Guided wave (GW) testing has become one of the most important nondestructive tools for evaluation of structural in-service degradation. Although GW testing was widely used to inspect and screen many engineering structures, there are still challenges associated with its applications, which mostly originate from the dispersive and multi-mode nature of GW signals as well as noise contamination. To deal with these challenges, an effective GW signal processing technique is introduced that enables one to accurately recover multiple modes from noisy dispersive GW signals for defect localization. To characterize the dispersion phenomenon, the chirp model is introduced first, which is derived from GW dispersion characteristics.
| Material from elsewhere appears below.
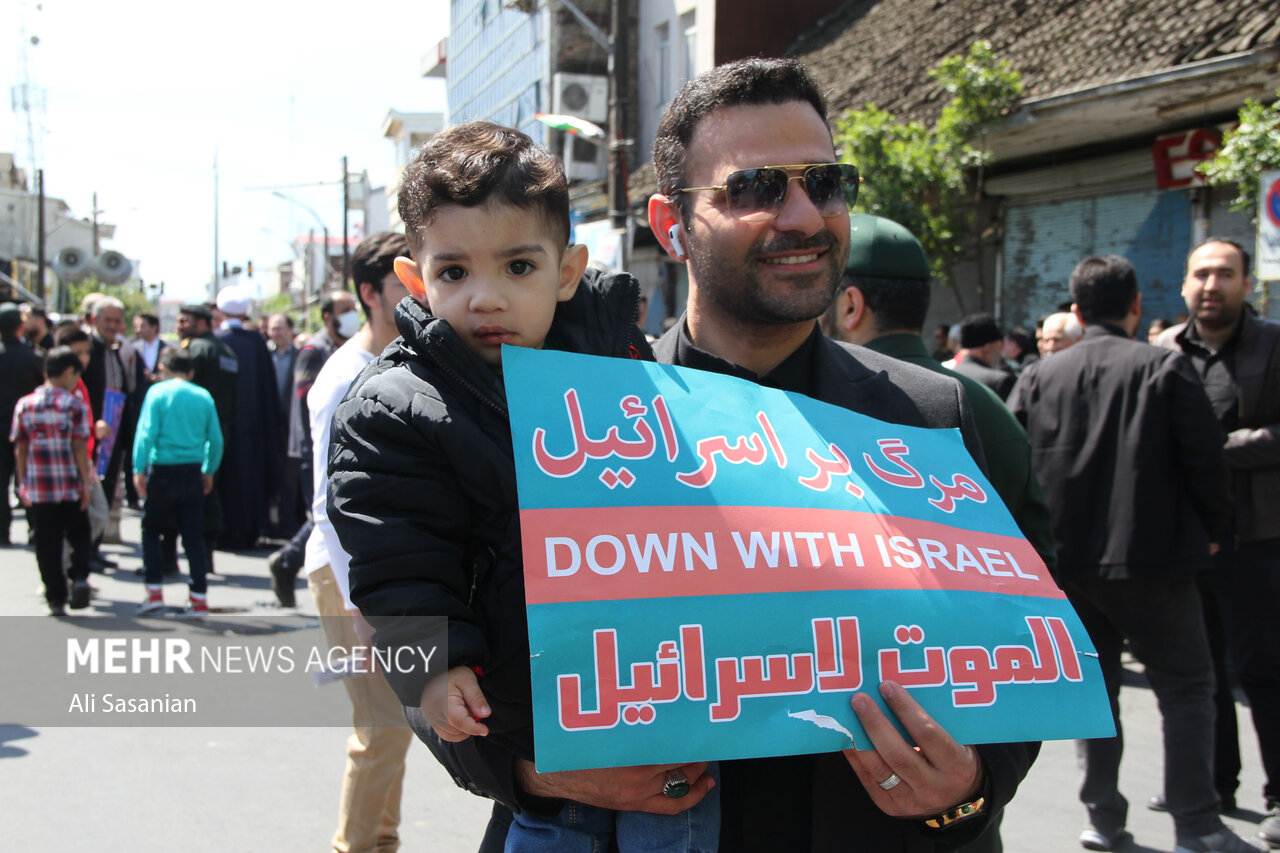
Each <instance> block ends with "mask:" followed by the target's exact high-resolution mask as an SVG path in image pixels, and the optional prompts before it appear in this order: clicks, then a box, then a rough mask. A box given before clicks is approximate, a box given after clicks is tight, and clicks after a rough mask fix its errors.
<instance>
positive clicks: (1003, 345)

Based on this model, an over-complete dictionary is designed by considering all possible defect locations (by discretization) and the propagation paths of GW modes caused by these defects. Then the prior knowledge that structural defects or damage typically occur in localized areas and correspondingly only a small number of modes are included in the GW signals is exploited by a robust sparse Bayesian learning (SBL) framework to reduce the ill-conditioning in the inverse problem. During the implementation of the robust SBL algorithm, irrelevant basis vectors in the dictionary are pruned out and the posterior probabilities of the small number nonzero basis coefficients corresponding to those "active" GW modes are established. After sparse representation of the GW signal, the information of propagation paths and group delays of GW modes are used to identify each GW mode and then localize defects. Illustrative results from numerical simulations and experiment studies on plate structures are presented to demonstrate the capability of the proposed method.